Deep dive into AI agent observability with Microsoft Agent Framework - tracing with open-source tools Aspire Dashboard and Langfuse

In the first part we covered the basic architecture and reasons why I like to use the OpenTelemetry collector, so that last time we could focus on metrics and their use in Azure Monitor for Prometheus and Azure Managed Grafana. Today we dive into tracing, the most important discipline for AI agent observability, and we start with open-source tools: Aspire Dashboard for a quick developer view and Langfuse.

Open-source tracing for AI agents

OpenTelemetry is eating the observability world and I am a huge fan. After many years of combining proprietary tools and approaches with an alternative open-source SDK zoo, OpenTelemetry arrived with an ambition to unify metrics, logs, and tracing under a single protocol, single SDK and API. There are numerous backends that provide visualizations and data persistence, but for quick developer assessments they are all cumbersome, slow, expensive, or consume too many resources. That is why the .NET team developed Aspire Dashboard, a simple solution running in a single lightweight container where you can visualize OpenTelemetry quickly and nearly in real time.

Here we can see tracing from a multi-tenant Magentic-style solution in Microsoft Agent Framework.

In my case I also enabled logging of individual messages and responses.

I also collect custom attributes, such as session ID, logged-in user, user roles, department, and so on.

Custom attributes in Aspire Dashboard spans

As you can verify in the first part of this series, my OpenTelemetry collector is configured to filter certain fields and hash others, thereby masking the original information.

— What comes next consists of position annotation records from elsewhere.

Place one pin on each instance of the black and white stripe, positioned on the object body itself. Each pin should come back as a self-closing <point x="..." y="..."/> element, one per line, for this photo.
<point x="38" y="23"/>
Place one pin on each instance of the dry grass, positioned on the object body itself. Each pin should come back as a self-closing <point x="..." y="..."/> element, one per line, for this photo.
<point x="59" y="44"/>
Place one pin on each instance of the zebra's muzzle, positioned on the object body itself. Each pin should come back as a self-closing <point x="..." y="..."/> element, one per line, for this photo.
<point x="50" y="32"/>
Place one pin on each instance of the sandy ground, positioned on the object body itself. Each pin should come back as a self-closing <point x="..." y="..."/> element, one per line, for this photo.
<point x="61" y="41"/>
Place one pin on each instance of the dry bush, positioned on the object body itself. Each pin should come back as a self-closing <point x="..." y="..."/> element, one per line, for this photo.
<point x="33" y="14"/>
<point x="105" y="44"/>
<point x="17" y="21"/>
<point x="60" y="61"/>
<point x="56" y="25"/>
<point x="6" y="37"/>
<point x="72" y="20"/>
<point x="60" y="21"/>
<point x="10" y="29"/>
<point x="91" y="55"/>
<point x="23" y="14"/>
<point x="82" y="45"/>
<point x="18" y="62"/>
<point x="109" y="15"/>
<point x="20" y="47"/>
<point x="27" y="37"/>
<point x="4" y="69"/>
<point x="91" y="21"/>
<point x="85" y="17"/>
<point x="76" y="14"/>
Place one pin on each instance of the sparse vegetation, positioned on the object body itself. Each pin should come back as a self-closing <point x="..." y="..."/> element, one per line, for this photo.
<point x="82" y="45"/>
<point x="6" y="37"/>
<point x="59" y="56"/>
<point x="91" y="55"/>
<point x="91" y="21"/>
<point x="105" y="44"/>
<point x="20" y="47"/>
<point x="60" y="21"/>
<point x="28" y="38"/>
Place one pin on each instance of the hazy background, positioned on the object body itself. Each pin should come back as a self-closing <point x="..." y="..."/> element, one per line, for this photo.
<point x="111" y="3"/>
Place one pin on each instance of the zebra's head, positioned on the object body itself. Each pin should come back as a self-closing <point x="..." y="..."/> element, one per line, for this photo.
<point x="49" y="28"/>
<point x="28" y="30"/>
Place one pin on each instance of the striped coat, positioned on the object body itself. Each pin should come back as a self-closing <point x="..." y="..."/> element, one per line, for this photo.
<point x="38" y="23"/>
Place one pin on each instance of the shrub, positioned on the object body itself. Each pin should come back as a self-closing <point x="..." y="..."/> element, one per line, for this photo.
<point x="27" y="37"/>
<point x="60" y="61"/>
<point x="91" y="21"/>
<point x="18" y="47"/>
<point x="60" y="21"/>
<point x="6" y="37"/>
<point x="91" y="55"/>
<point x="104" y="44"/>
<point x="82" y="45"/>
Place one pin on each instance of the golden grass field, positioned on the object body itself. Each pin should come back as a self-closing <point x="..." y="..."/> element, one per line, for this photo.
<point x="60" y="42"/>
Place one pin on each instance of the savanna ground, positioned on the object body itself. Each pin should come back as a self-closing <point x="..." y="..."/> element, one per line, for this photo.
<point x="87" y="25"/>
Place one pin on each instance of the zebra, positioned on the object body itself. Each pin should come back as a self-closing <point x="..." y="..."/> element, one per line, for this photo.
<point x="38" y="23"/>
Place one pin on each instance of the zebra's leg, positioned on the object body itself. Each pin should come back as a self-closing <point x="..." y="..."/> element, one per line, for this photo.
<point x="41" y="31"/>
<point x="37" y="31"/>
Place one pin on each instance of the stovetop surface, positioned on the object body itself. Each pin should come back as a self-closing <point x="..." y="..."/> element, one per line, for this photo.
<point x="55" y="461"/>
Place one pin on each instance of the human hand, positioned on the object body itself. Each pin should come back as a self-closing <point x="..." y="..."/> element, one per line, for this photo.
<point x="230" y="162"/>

I have created another Aspire instance to which the OTEL collector sends filtered and anonymized information. Notice that I have no conversation content at all, the user ID is masked, but I still have the necessary technical information such as timings and token consumption.

Anonymized Aspire view without conversation content

This is what a tool call looks like.

For quick monitoring data snapshots, Aspire Dashboard is excellent - simple, tiny, fast.

Looking for a tracing tool that is open-source and specifically specialized for AI scenarios? Langfuse is very popular, but unfortunately even it is not fully open in terms of project governance (it is not under CNCF, Apache Foundation, or Linux Foundation) and is more of an MIT core. Nevertheless it is a very good solution, so let's take a look.

Right from the home screen you can see that Langfuse is not only about observability but also touches on the area of evaluation, which we will cover later in this series.

Langfuse navigation to tracing and evaluations

Langfuse observability and datasets view

This is what a specific trace looks like - the same as what we saw in Aspire. Graphically it is different, but in principle the basic information is the same.

However, some things are not directly in the data but are derived - the calculation of token consumption in monetary terms is excellent.

Of course we can again nicely see the conversation itself.

Langfuse directly parses some well-known parameters, for example user ID. This allows it to immediately provide an overview of users and their token consumption.

From there you can drill down and see individual traces, sessions, and so on.

Langfuse also goes into evaluations, but we will discuss that later. You can take a captured conversation, add it to some dataset, annotate it, try it in a simulator, and so on.

For me, Langfuse is the best tracing tool specifically focused on AI in the open-source category. Even though it is not fully open in terms of governance, it is my first choice when I have to stay in the self-managed world. Its evaluation capabilities we will discuss later and it has its place there too, even though projects like DeepEval are strong, albeit somewhat differently focused, competition.

Today we dove into open-source options - Aspire for quick developer snapshots, Langfuse as an open-source specialized AI solution. Further alternatives lie in using non-specialized developer tools and in hosted solutions focused on AI scenarios. We will look at those next time - Azure Monitor and Azure AI Foundry.

Aspire Dashboard

small, fast, and excellent for a developer view nearly in real time.

Anonymization

the same telemetry stream can be sent via the OTEL collector once fully and once sanitized.

Langfuse

specialized AI observability tool with tracing, token economics, and a link to evaluations.

Tool choice

Aspire for quick troubleshooting, Langfuse as a self-managed AI tracing option.

The next step is to look at service-based variants - Azure Monitor and Azure AI Foundry.